Testing Effects of UV on EBV and EBV.SUP.+ Formulations

[0100] Trial EBV and EBV.sup.+ formulations are tested initially in a sunlight simulator to quantify the effects of UV on the viability of the different EBV formulations compared to non-formulated virus and current commercial formulations (e.g. Littovir). The EBV is exposed as dried suspensions of virus on mylothene laminated sheetsa system that has been developed at University of Greenwich to mimic plant leaf exposures. They are then exposed for 24 h to a Nereus CPS laboratory sunlight simulator which produces a UV spectrum comparable to sunlight. The test samples are cooled underneath by circulating temperature-controlled water. Exposed virus is then washed using a standard recovery protocol (sonication for 3 min then by wash for 1 h in 0.2% sodium dodecyl sulphate) to extract the exposed virus for neonate bioassay at LU. Promising candidate EBV.sup.+ are identified, longer-term (0-30 day) evaluations are carried out in UV weathering equipment, simulating both tropical and temperate cropping conditions with respect to UV, temperature and humidity levels. All treatments are applied using a droplet sprayer to mimic field application. The UV stability of the most promising EBV.sup.+ is compared to both non-formulated virus and commercially-formulated viruses. Targets are exposed to sunlight day-night cycles, and EBV.sup.+ samples are harvested at 0, 1, 2, 4, 8, 16 & 32 days for virus recovery. Exposed EBV.sup.+ is then neonate bioassayed at LU to determine biological activity and EBV.sup.+ half-life. Physical characteristics of exposed EBV.sup.+ are also determined by SEM.
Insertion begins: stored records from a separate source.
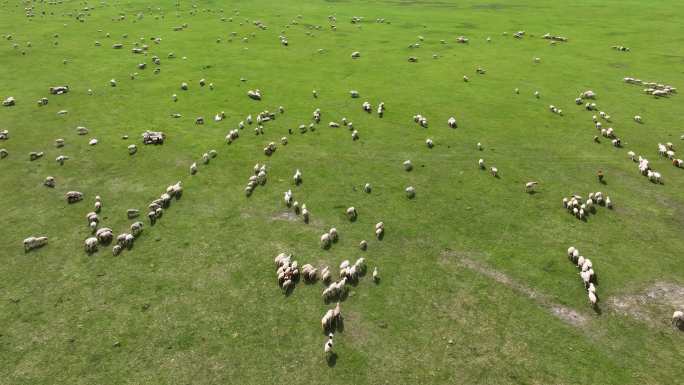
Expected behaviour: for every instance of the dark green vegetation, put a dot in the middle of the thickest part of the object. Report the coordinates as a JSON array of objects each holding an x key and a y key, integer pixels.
[{"x": 196, "y": 300}]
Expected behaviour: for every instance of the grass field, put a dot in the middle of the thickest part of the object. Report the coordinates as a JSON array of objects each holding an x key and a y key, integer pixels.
[{"x": 475, "y": 285}]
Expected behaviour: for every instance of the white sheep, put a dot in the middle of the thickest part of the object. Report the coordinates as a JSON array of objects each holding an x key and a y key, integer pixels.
[
  {"x": 351, "y": 213},
  {"x": 325, "y": 241},
  {"x": 91, "y": 245},
  {"x": 678, "y": 319}
]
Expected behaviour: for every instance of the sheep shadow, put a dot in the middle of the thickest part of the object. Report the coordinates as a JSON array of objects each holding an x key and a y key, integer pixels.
[{"x": 331, "y": 360}]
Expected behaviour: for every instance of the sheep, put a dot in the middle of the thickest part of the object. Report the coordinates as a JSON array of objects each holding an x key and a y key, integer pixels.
[
  {"x": 351, "y": 213},
  {"x": 325, "y": 241},
  {"x": 90, "y": 245},
  {"x": 325, "y": 275},
  {"x": 287, "y": 197},
  {"x": 49, "y": 182},
  {"x": 73, "y": 196},
  {"x": 678, "y": 319},
  {"x": 104, "y": 235},
  {"x": 310, "y": 273},
  {"x": 32, "y": 243},
  {"x": 366, "y": 106},
  {"x": 136, "y": 229}
]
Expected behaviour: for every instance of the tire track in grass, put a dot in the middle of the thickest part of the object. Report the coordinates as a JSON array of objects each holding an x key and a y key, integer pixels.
[{"x": 564, "y": 313}]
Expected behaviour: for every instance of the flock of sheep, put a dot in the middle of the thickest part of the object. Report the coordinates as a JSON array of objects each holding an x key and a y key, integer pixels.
[{"x": 288, "y": 271}]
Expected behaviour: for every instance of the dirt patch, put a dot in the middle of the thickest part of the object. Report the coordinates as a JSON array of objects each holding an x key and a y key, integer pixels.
[
  {"x": 653, "y": 306},
  {"x": 566, "y": 314}
]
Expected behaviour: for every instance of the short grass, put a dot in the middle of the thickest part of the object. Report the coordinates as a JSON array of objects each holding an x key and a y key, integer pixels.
[{"x": 196, "y": 300}]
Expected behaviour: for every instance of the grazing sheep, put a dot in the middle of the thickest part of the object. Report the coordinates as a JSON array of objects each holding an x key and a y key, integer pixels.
[
  {"x": 351, "y": 213},
  {"x": 326, "y": 275},
  {"x": 678, "y": 319},
  {"x": 49, "y": 182},
  {"x": 325, "y": 241},
  {"x": 32, "y": 243},
  {"x": 73, "y": 196},
  {"x": 91, "y": 245},
  {"x": 104, "y": 235},
  {"x": 136, "y": 229}
]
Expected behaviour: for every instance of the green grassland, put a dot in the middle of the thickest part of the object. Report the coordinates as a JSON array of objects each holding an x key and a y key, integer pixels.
[{"x": 196, "y": 300}]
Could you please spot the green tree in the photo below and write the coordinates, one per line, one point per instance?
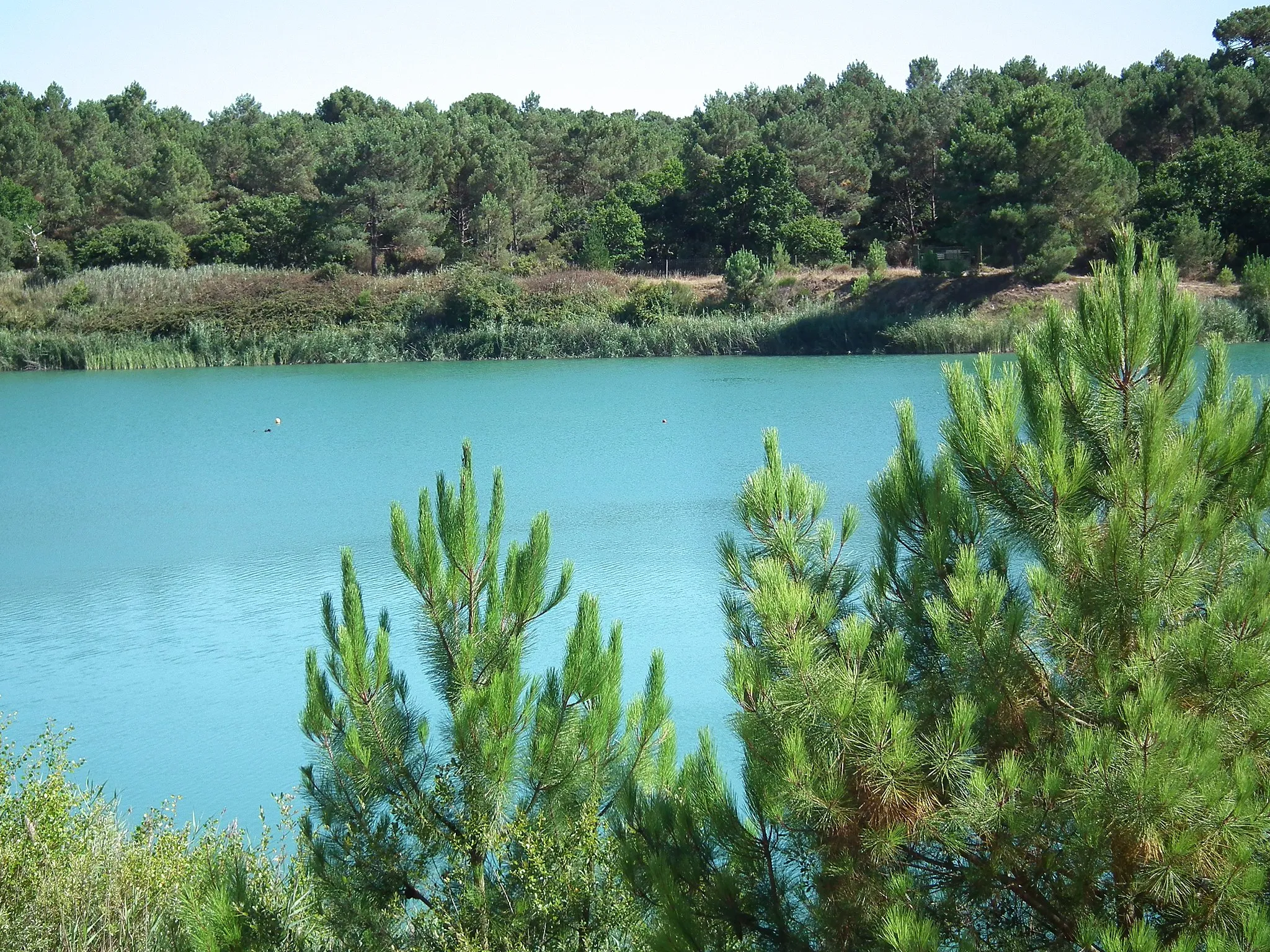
(1244, 35)
(620, 229)
(1029, 184)
(491, 837)
(747, 200)
(1043, 724)
(280, 231)
(134, 243)
(745, 276)
(813, 240)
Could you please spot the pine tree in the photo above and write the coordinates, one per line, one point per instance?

Quantifying Persistence of EBV and EBV.SUP.+ Formulations on the Crop

[0101] The persistence of the candidate EBV and EBV.sup.+ formulations is determined on two representative crop species: tomato and cabbage, grown in a glasshouse. Mature plants (30 per treatment) are sprayed with one of 2 rates of EBV.sup.+ solution (based upon commercial field application rates, validated via pilot studies), or with the EBV.sup.+ carrier alone (i.e. water+wetting agent; negative control) or the non-formulated SpliNPV virus solution (+wetting agent; positive control) or a commercial SpliNPV biopesticide (e.g. Littovir) Immediately post-spraying, and then after 1, 2, 5, 10 or 20 days, a subset of plants is harvested for bioassays. Small disks (1 cm diameter) of leaf from sprayed plants are fed to starved third-instar larvae overnight in an incubator (27 C.). Larvae that have eaten all of the leaf the next morning are then transferred to a diet pot and their mortality/pupation monitored twice daily (30 larvae per sampling point per treatment group). In addition, and building on initial assessments made during EBV.sup.+ selection, at each sampling point the condition of the host plants used in the different treatments is compared to establish whether there are any short- or long-term negative effects of the UV blockers. Traits to be quantified include plant height, plant dry mass (above- and below-ground), leaf area and leaf colour.

[0102] The persistence of baculovirus particles of the invention is shown to be superior when compared to that of conventional formulations containing baculovirus.